# what type of Wick for this candles?



## Chef Isaac (Jul 26, 2004)

Pillar Candle: 3 inch high and about 2 inch in diameter.


----------



## honeyman46408 (Feb 14, 2003)

Look at Mann Lake catalogue they give wick size for all their molds pick a size.

http://www.mannlakeltd.com/infopage.asp?idPage=118


----------



## Chef Isaac (Jul 26, 2004)

yes, that would be great however it is no a mannlake mold. it is a metal mold i got a long time ago from pouret.


----------



## janvanhamont (Mar 10, 2004)

Chief,
For this size pure beeswax candle Bee Services in Terrell Texas sells #W07 wick.
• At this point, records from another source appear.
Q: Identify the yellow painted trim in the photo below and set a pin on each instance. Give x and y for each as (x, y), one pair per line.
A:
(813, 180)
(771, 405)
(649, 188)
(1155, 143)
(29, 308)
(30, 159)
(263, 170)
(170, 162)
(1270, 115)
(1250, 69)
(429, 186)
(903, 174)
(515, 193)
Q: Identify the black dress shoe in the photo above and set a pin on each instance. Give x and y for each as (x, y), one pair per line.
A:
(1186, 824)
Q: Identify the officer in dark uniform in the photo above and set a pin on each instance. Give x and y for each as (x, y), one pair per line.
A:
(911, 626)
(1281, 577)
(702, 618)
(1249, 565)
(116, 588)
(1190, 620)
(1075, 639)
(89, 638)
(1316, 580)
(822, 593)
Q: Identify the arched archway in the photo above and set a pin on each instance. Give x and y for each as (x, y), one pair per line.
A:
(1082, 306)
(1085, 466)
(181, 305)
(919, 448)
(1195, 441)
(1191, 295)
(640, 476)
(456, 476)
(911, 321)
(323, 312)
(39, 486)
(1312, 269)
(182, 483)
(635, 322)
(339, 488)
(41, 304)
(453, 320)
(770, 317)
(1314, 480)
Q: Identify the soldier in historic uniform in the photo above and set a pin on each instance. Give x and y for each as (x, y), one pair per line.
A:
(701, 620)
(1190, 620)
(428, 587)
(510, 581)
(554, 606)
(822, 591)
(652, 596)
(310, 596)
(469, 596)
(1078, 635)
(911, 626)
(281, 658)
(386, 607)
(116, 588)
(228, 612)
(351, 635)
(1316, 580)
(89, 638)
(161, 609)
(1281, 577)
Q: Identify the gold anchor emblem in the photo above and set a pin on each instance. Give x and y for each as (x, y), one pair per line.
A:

It does not matter who's mold you have used.
Janvanhamont


----------



## honeyman46408 (Feb 14, 2003)

2" is 2" :doh:


----------



## Chef Isaac (Jul 26, 2004)

honey: can you suggest a wick size?


----------



## Chef Isaac (Jul 26, 2004)

sorry honey.... i am not followin ya.


----------



## GaSteve (Apr 28, 2004)

Mann Lake's catalog says to use 2/0 wick for candles 1" to 3" in diameter. We use it for tapers and all but the biggest pillars (3" and up). For those we use 60 ply.


----------



## honeyshack (Jan 6, 2008)

2/0 is too small for a pillar candle. You will need either a #2 or #3 depending on the wax


Remember the 1/0 is the largest with each number getting smaller. 3/0 is smaller than 2/0 or 1/0 and 2/0 is smaller than 1/0

#1, #2, #3 each gets larger as the number goes up


----------



## Chef Isaac (Jul 26, 2004)

how do you know when to use an /o number versus a #?


----------



## beekeeper_sd (Oct 30, 2008)

We use 60 ply flat braided wick. /0's are smaller than #'s.


----------



## honeyshack (Jan 6, 2008)

Chef Isaac said:


> how do you know when to use an /o number versus a #?


the /0 are for mostly tapers in beeswax. The 5/0 is good for birthday candles, so i am told. I had to ask my supplier because i got some odd wicks when i bought an existing candle business

the # are more for pillars and votives

The best is to experiment with the wax. Each batch is different.


----------